Procurement checklist (short)

  • Evidence: peer-reviewed performance in comparable settings; prospective validation plans.
  • Integration: supported environments, APIs, and vendor responsibilities spelled out.
  • Economics: clear cost model (licences, compute, support) with measurable ROI metrics.
  • Support: onboarding timelines, training delivery, and response times for incidents.

What success looks like

  • Time to report reduced for urgent cases without increased error rates.
  • Stable integration with minimal manual workarounds.
  • High clinician adoption with transparent oversight.
  • Routine safety and performance monitoring with published outcomes.

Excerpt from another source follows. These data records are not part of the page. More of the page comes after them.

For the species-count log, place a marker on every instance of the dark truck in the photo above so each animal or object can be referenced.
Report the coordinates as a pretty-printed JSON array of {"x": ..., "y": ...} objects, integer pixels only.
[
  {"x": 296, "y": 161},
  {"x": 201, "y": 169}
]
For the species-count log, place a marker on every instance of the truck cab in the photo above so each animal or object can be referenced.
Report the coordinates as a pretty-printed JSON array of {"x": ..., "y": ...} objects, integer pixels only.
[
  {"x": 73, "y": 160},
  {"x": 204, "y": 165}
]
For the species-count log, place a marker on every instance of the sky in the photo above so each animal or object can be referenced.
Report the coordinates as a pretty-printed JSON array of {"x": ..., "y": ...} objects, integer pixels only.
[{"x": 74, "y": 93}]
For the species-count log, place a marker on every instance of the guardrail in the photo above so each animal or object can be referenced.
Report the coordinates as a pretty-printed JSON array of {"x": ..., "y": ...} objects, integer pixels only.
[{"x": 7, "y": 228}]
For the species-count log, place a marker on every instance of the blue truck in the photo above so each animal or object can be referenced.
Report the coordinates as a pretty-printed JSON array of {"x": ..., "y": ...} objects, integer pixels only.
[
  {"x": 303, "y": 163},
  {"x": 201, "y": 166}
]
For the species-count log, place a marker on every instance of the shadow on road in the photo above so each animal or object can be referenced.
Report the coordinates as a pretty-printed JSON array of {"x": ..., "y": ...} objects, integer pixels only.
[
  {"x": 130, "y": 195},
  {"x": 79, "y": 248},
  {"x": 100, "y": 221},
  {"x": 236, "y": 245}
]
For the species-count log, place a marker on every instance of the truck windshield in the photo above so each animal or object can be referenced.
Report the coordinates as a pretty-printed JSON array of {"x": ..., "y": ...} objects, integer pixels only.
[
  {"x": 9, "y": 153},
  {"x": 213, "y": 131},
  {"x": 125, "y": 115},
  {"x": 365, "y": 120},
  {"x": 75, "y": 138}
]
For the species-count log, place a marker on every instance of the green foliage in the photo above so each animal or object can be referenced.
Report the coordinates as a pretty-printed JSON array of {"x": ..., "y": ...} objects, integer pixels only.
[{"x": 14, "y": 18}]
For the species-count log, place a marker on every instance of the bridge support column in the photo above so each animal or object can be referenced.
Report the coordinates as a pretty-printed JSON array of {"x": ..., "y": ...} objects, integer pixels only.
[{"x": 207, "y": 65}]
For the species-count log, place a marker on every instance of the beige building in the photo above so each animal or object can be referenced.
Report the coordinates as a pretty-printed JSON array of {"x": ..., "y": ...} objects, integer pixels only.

For background on imaging networks, see NHS England's overview of imaging networks here. For the clinical research context, visit eClinicalMedicine.

Upskilling your teams

If your roadmap includes wider AI adoption, plan structured education for managers, clinicians, and IT. Curated options by job role can reduce time to competency-see courses by job.

Key takeaway

AI can support diagnostics, but only if leaders treat implementation as an operational change programme-not a software install. Resource it, standardise it, and train for it, and the benefits become reachable.

References (selected)

  • Ramsay AIG, Crellin N, Lawrence R et al. eClinicalMedicine, 2025.
  • Liu M et al. PLOS One, 2023.
  • Joy Mathew C, David AM, Joy Mathew CM. EXCLI Journal, 2020.
  • Chiu HY, Chao HS, Chen YM. Cancers, 2022.
  • Lawrence R, Dodsworth E, Massou E et al. eClinicalMedicine, 2025.